Логарифмическая вероятность профиля падает ниже целевого значения. В этом случае начните делить пополам между Pbelow и Pabove, где Pbelow является значением параметров с самым большим логарифмическим значением вероятности профиля ниже целевого значения и Pabove значение параметров с наименьшим логарифмическим значением вероятности профиля, больше, чем целевое значение. Остановите деление пополам, если одно из следующего верно:
Любая соседняя логарифмическая вероятность профиля значения меньше Допуска независимо. Установите состояние для соответствующей стороны доверительного интервала к success
.
Интервал деления пополам становится меньшим, чем max(Tolerance,2*eps('double'))

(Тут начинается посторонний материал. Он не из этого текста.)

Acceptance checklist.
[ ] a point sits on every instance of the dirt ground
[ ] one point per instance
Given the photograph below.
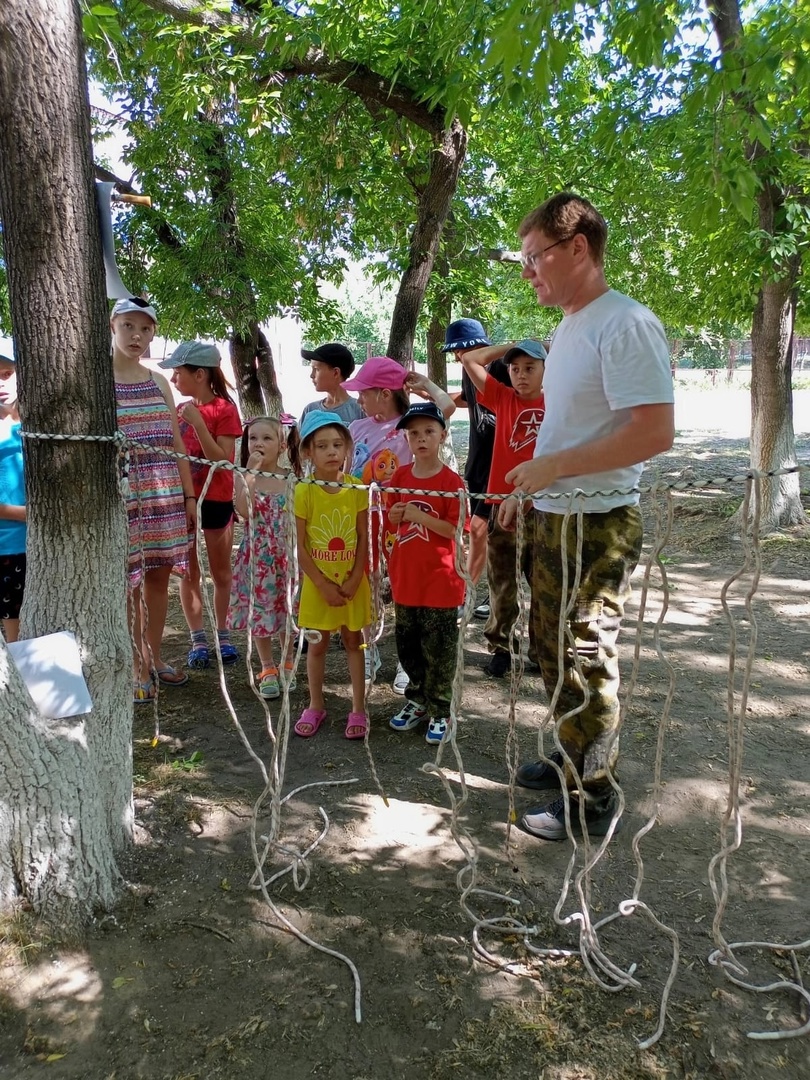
(192, 979)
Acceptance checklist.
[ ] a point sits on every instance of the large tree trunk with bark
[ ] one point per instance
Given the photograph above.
(434, 205)
(772, 442)
(65, 785)
(252, 360)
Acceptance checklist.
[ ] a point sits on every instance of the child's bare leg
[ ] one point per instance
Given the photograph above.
(315, 669)
(353, 640)
(265, 649)
(190, 594)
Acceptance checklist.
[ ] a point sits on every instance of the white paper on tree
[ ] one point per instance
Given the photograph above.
(51, 669)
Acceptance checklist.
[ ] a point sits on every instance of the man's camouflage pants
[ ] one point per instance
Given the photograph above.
(502, 582)
(611, 545)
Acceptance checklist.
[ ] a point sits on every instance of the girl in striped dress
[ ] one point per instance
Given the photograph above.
(161, 507)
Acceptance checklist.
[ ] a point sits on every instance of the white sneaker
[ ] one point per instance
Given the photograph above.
(409, 716)
(373, 662)
(400, 684)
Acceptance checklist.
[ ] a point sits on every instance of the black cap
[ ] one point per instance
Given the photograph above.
(424, 409)
(334, 354)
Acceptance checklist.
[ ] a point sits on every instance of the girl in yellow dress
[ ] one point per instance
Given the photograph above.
(333, 552)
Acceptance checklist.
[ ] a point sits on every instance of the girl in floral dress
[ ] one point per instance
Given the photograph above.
(264, 541)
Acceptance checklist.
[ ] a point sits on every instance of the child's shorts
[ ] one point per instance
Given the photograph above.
(12, 584)
(215, 514)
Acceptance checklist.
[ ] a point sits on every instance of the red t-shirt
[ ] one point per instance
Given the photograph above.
(516, 423)
(221, 418)
(422, 564)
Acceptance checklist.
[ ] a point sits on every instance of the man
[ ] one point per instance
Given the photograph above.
(609, 407)
(460, 337)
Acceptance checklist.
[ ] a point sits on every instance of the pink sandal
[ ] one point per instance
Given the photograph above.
(356, 725)
(309, 721)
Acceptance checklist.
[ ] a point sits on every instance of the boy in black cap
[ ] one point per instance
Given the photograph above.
(518, 409)
(460, 337)
(426, 584)
(331, 365)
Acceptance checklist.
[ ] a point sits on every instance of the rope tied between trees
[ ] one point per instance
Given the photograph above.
(605, 972)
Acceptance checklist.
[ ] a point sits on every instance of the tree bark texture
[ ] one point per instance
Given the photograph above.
(772, 441)
(65, 785)
(252, 360)
(434, 205)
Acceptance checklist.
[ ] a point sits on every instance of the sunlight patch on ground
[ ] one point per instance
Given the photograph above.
(66, 990)
(403, 832)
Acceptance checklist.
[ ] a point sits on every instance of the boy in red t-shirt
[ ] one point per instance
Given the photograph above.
(424, 582)
(518, 410)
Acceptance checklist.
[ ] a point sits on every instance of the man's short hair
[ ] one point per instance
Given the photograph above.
(563, 216)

и кривая вероятности профиля, вычисленная до сих пор, выше целевого значения. Установите состояние соответствующей стороны к not estimable
.
Приближение линейного градиента кривой вероятности профиля (конечная разность двух соседних значений параметров) больше, чем - Допуск (отрицательная величина допуска). Установите состояние соответствующей стороны к not estimable
.
Шаг ограничивается связанным, заданным в исходной подгонке. Оцените в связанном и установите состояние соответствующей стороны к constrained
.
Если обе стороны доверительного интервала неудачны, то есть, имейте состояние not estimable
, функция устанавливает состояние оценки (ci
.Results. Состояние) к not estimable
.
Если никакая сторона не имеет состояние not estimable
и одна сторона имеет состояние constrained
, функция устанавливает состояние оценки (ci
.Results. Состояние) к constrained
.
Если расчет для всех параметров с обеих сторон доверительных интервалов успешен, установите состояние оценки (ci
.Results. Состояние) к success
.
В противном случае функция устанавливает состояния оценки остающихся оценок параметра к estimable
.
bootci
(Statistics and Machine Learning Toolbox) функция от Statistics and Machine Learning Toolbox™ используется для расчета доверительные интервалы начальной загрузки. Первый вход nboot является количеством выборок (NumSamples
), и второй вход bootfun является функцией, которая выполняет эти действия:
Передискретизируйте данные (независимо в каждой группе, если несколько групп доступны).
Запустите подгонку параметра с передискретизируемыми данными.
Возвратите предполагаемые параметры.
Если доверительный интервал ближе, чем Tolerance
к связанному параметру, как задано в исходной подгонке, функция устанавливает состояние оценки на constrained
. Если все доверительные интервалы еще дальше от границ параметра, чем Tolerance
, функция устанавливает состояние на success
. В противном случае это установлено в estimable
.
[1] Вальд, A. "Тесты Статистических Гипотез Относительно Нескольких Параметров, когда Количество Наблюдений является Большим". Транзакции американского Математического Общества. 54 (3), 1943, стр 426-482.
[2] Ву, H. и Член конгресса Нил. "Настроенные Доверительные интервалы для Ограниченного Параметра". Генетика поведения. 42 (6), 2012, стр 886-898.
[3] Уилкс, судно "Распределение Большой выборки Отношения правдоподобия для Тестирования Сложных гипотез". Летопись Математической Статистики. 9 (1), 1938, стр 60–62.
Чтобы запуститься параллельно, установите 'UseParallel'
к true
.
Для получения дополнительной информации смотрите 'UseParallel'
аргумент пары "имя-значение".
ConfidenceInterval
| ParameterConfidenceInterval
| sbiofit
| sbiopredictionci
У вас есть модифицированная версия этого примера. Вы хотите открыть этот пример со своими редактированиями?
1. Если смысл перевода понятен, то лучше оставьте как есть и не придирайтесь к словам, синонимам и тому подобному. О вкусах не спорим.
2. Не дополняйте перевод комментариями “от себя”. В исправлении не должно появляться дополнительных смыслов и комментариев, отсутствующих в оригинале. Такие правки не получится интегрировать в алгоритме автоматического перевода.
3. Сохраняйте структуру оригинального текста - например, не разбивайте одно предложение на два.
4. Не имеет смысла однотипное исправление перевода какого-то термина во всех предложениях. Исправляйте только в одном месте. Когда Вашу правку одобрят, это исправление будет алгоритмически распространено и на другие части документации.
5. По иным вопросам, например если надо исправить заблокированное для перевода слово, обратитесь к редакторам через форму технической поддержки.